You’re not imagining it: over the past two decades the self-employed proportion of the Australian workforce has increased considerably, with at least 2 million Australians now working for themselves.
We all know borrowing laws traditionally don’t favour the self-employed, but, given the high numbers of people who are working for themselves, this is likely to change in the future to reflect the shifting workforce.
In the meantime, when you meet clients who work for themselves and are looking to borrow, there are a few things to keep in mind:
- Confirm your client is actually considered self-employed. Contractors and sub-contractors can sometimes get away with being seen as an employee, with some lenders.
- If your client is considered self-employed for borrowing purposes, they’ll need the last two year’s financial statements, income tax returns and up-to-date notice of assessments. Remember, banks rarely accept financial statements not lodged with the ATO.
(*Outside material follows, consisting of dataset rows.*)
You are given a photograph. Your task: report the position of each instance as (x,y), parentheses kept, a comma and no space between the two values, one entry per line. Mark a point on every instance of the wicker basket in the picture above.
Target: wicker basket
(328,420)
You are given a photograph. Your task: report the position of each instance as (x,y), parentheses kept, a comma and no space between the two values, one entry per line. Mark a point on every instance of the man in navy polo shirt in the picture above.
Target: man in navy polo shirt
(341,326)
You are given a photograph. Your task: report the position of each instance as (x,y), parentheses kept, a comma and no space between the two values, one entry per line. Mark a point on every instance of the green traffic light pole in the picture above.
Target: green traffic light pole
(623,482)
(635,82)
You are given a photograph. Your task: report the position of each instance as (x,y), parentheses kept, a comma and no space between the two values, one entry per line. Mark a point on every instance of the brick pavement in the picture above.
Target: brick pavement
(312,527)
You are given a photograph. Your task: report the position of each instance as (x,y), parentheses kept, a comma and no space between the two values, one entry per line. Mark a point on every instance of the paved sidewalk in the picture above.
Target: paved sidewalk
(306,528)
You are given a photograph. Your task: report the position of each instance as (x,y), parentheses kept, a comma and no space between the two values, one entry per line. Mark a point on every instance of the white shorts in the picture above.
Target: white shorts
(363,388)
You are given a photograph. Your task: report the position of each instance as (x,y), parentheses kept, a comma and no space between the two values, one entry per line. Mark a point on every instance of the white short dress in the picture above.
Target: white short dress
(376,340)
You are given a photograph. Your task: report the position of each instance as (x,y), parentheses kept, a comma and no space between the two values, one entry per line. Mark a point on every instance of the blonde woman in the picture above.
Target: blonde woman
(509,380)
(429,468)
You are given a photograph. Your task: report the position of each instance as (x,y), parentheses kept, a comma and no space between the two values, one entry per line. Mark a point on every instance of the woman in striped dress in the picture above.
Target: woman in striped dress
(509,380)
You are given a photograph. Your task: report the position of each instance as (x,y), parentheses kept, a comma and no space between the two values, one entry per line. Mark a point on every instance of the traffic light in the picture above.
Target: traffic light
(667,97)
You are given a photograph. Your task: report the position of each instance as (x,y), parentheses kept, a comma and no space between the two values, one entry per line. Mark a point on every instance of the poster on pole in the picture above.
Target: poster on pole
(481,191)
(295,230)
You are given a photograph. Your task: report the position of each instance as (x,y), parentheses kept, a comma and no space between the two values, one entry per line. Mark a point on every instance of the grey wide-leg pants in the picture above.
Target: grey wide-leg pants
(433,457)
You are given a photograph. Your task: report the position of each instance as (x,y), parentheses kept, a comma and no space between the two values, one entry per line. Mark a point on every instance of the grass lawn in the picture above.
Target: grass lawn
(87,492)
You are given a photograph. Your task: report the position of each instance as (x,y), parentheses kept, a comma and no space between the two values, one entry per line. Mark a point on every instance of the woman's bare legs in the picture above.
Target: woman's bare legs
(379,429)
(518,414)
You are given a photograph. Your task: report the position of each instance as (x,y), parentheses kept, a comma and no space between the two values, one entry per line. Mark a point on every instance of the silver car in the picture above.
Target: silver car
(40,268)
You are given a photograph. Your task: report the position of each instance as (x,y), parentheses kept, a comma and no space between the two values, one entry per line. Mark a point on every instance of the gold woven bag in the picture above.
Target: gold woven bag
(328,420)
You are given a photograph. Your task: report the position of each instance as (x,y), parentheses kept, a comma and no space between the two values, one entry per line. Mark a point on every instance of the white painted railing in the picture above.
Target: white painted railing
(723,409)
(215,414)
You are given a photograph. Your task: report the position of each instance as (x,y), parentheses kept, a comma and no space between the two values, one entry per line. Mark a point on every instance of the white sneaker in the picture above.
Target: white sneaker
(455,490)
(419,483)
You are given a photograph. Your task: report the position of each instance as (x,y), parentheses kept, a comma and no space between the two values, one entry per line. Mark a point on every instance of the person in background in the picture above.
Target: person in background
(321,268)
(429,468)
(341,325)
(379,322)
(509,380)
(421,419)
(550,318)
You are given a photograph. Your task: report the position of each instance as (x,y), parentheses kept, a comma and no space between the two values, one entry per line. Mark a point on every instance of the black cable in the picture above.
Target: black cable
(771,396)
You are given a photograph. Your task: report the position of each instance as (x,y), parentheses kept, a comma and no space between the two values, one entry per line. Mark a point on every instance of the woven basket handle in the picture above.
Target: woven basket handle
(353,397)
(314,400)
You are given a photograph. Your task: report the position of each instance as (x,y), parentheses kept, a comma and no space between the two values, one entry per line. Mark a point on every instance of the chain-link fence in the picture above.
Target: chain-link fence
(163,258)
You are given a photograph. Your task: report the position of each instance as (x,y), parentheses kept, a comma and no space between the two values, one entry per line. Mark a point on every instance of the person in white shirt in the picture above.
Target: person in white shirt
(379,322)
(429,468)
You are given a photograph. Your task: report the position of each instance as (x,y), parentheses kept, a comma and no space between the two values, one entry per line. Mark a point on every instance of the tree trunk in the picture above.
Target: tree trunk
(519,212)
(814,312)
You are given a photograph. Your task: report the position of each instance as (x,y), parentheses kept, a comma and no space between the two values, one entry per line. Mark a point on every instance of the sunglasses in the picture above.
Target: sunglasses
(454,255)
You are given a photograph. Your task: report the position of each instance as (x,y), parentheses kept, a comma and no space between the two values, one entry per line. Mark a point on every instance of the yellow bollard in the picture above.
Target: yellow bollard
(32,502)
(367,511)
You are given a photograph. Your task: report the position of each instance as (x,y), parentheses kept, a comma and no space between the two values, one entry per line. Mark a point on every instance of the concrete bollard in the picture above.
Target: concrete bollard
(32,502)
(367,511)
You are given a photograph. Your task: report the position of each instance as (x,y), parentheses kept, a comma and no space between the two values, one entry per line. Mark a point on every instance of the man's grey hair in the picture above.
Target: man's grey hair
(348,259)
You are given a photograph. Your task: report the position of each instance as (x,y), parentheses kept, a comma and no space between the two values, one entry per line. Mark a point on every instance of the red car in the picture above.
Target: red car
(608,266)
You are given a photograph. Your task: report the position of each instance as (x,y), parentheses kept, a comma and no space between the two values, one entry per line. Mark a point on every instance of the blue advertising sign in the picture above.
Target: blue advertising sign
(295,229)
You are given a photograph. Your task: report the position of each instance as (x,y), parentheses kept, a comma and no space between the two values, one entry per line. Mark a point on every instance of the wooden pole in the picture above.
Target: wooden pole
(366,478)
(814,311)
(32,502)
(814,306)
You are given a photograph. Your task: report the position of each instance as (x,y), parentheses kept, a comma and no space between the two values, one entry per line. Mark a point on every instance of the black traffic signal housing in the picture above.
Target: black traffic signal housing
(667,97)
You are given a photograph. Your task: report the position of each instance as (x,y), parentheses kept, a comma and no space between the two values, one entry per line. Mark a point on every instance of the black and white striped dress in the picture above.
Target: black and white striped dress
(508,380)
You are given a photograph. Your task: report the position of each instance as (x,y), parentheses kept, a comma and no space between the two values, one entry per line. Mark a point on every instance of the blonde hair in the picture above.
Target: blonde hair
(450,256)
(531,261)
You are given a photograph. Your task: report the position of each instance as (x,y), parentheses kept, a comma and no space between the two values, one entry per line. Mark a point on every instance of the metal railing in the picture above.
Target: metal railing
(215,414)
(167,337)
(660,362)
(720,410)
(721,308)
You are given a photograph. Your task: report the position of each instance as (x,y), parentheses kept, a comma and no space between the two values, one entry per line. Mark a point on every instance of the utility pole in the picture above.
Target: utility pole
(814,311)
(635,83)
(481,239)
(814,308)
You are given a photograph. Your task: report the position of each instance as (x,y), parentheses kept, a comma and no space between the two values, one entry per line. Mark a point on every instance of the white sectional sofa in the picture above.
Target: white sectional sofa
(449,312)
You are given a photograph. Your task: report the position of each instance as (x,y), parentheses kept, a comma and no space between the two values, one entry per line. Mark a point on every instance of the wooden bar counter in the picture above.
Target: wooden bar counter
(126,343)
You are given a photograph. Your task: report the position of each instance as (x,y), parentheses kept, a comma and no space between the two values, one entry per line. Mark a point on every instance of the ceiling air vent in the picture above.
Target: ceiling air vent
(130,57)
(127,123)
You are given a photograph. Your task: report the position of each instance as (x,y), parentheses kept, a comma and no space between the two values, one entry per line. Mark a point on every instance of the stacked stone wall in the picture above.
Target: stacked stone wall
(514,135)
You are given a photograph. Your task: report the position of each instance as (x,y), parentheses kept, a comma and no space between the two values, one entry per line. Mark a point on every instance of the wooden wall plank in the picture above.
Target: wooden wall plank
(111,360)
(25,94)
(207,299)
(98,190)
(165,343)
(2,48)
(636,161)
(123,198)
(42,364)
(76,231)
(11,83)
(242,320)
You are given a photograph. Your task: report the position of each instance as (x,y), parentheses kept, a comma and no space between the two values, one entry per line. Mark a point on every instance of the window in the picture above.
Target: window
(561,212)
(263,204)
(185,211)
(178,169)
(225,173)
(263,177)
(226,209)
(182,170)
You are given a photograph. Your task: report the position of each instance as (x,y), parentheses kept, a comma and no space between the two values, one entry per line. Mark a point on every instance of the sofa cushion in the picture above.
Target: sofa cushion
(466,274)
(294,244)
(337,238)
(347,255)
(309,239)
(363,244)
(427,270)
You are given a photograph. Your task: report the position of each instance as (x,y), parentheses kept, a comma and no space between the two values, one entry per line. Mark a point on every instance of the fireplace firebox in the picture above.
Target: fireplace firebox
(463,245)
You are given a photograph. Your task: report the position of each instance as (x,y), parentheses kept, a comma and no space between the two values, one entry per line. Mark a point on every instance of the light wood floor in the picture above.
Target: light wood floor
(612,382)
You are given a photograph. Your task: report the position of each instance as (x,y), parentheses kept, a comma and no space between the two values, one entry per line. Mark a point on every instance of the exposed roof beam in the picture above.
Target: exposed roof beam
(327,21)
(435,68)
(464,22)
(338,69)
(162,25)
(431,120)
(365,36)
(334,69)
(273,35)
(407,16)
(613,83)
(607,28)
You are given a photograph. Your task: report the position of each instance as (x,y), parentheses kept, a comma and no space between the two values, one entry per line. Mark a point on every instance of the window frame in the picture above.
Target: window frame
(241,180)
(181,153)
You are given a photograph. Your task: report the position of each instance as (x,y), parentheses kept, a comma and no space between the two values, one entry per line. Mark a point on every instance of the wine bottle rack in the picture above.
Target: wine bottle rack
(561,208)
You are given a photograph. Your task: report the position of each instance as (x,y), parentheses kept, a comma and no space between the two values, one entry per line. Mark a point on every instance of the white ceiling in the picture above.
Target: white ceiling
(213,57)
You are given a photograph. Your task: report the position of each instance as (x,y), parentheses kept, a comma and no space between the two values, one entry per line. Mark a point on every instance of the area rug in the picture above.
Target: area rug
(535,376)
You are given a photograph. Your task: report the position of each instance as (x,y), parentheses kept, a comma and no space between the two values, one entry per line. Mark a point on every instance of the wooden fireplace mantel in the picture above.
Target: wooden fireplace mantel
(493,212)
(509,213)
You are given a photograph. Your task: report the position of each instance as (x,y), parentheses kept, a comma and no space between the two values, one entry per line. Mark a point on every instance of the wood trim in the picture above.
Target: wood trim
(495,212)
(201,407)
- Banks use different methods of assessment for self-employed people but it’s usually an average of the client’s last two years income or the lower income of the last two years.
- Some lenders allow self-employed applicants to apply for a home loan by providing 12 months of BAS statements. BAS statements provide a lender with an indication of the business’s turnover and lenders can apply a ratio to that number to determine how much income is produced – and how much can be borrowed.
Of course, the main thing to tell a self-employed person wanting to buy property is to be on top of their accounting. Good records are key to presenting as a desirable loan candidate.